Something felt off when I checked my Claude Code usage this week. One day had 809 sessions. The usual is around 100.
I run OpenFang, an open-source agent OS, as a background daemon on my laptop. I’d activated the built-in Researcher Hand through the dashboard a few days ago, used it once, then forgot about it.
It didn’t forget about me.
The numbers
I dug into the session logs stored under ~/.claude/projects/. 497 session files for the openfang project, almost all from a single day.
After parsing through the JSONL, the picture was clear:
| Category | Sessions | Data |
|---|---|---|
| Code Reviewer (superpowers plugin) | 346 | 22.9M |
| Researcher Hand (openfang) | 170 | 19.7M |
| Conversation Summarizer | 21 | 0.3M |
| Other | 7 | 2.8M |
The 346 code reviewer sessions were from the superpowers plugin doing its thing during development. Fine. Expected.
The 170 Researcher Hand sessions were not expected.
Every 60 seconds, like clockwork
The timestamps told the story:
2026-03-19T13:06:57
2026-03-19T13:07:57
2026-03-19T13:08:57
2026-03-19T13:09:57
2026-03-19T13:10:57
...
One session per minute. For 12 hours straight.
Each session started with the same message:
[AUTONOMOUS TICK] You are running in continuous mode.

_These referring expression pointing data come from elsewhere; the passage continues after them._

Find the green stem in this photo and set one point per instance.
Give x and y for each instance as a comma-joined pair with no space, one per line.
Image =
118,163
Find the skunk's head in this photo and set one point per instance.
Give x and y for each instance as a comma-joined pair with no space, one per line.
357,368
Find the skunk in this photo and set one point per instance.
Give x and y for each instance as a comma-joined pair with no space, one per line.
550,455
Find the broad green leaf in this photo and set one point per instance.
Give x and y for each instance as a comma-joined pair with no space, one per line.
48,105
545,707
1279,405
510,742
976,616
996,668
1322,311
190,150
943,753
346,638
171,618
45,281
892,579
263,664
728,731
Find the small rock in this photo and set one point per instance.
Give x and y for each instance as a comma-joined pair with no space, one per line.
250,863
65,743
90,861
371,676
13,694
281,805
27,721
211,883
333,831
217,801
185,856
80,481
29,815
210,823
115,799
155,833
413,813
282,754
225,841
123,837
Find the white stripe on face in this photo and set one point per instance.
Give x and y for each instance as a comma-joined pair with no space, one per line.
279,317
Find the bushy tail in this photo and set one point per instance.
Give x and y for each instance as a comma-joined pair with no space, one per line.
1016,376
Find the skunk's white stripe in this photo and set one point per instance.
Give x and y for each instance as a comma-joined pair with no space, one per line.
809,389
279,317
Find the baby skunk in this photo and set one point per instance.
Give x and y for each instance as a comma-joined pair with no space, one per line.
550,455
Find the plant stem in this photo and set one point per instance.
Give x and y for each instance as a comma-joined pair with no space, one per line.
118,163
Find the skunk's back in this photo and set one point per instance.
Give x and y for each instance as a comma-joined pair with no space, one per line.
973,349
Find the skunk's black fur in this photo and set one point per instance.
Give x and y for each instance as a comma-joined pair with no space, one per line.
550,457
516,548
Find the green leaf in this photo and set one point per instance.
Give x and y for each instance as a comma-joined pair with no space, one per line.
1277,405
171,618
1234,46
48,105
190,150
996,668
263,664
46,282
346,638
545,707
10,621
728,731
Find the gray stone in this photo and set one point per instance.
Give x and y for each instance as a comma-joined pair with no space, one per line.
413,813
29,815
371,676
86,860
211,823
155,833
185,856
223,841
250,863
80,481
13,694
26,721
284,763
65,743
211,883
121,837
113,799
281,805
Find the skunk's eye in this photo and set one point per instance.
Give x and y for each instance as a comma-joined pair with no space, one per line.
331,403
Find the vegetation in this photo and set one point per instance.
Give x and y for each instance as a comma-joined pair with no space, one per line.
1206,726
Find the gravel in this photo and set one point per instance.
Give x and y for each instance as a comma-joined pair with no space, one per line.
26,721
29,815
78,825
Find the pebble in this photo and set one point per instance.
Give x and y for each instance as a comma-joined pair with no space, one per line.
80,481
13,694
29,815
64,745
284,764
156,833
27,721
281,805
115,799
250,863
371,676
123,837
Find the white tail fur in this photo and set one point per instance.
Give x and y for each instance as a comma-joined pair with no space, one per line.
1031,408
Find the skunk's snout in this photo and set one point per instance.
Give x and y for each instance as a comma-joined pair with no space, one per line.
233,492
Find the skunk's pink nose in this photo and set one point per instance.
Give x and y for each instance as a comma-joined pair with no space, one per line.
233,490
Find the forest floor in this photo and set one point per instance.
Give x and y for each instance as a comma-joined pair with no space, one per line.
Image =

Check your goals, review shared memory for pending tasks,
and take any necessary actions.
And the response, 80% of the time:
NO_REPLY
The agent woke up, looked around, found nothing to do, and went back to sleep. But “sleep” still meant a full LLM round-trip: system prompt, tool definitions, the whole context window. Every 60 seconds.
The final breakdown:
- 169/170 sessions had the
[AUTONOMOUS TICK]message - 136/170 (80%) responded with
NO_REPLY - 35/170 (20%) actually did useful work
- One session ended with “You’ve hit your limit – resets 3am”
Finding the bug
OpenFang has a concept called “Hands” – bundled agent extensions with their own system prompts, tools, and settings. The Researcher Hand is one of them. Its config file sets max_iterations = 80, which is supposed to cap how many steps the agent can take in a single conversation.
But in kernel.rs, there’s this:
schedule: if def.agent.max_iterations.is_some() {
ScheduleMode::Continuous {
check_interval_secs: 60,
}
} else {
ScheduleMode::default() // Reactive
},
If max_iterations exists, the Hand gets put into Continuous mode with a 60-second tick. The code assumes “this agent can take multiple steps” means “this agent should run autonomously in a loop.” Those are completely different things.
8 out of 30 bundled Hands set max_iterations: browser, clip, collector, lead, predictor, researcher, trader, twitter. Activate any of them, and they start ticking every minute whether they have work or not.
Worse: activated Hands get persisted to ~/.openfang/hand_state.json. So every time the daemon restarts, they come right back. I activated Researcher Hand once through the dashboard, forgot about it, and it’s been ticking ever since.
What needs to change
The max_iterations field and the scheduling mode need to be decoupled. Something like an explicit autonomous = true in the Hand’s TOML file for Hands that actually want to run in a loop.
And idle ticks should back off. If the agent says NO_REPLY three times in a row, maybe wait 5 minutes instead of 60 seconds. Then 15. Then 30. There’s no reason to keep asking every minute when there’s obviously nothing happening.
I filed issue #756.
Takeaway
If you run OpenFang and have activated any Hands through the dashboard, check ~/.openfang/hand_state.json. If there’s anything in there you’re not actively using, remove it and restart the daemon. Otherwise those agents are waking up every minute, sending LLM calls into the void.
I set up an agent to research things for me. The biggest thing it researched was how much it costs to have an agent sit around doing nothing.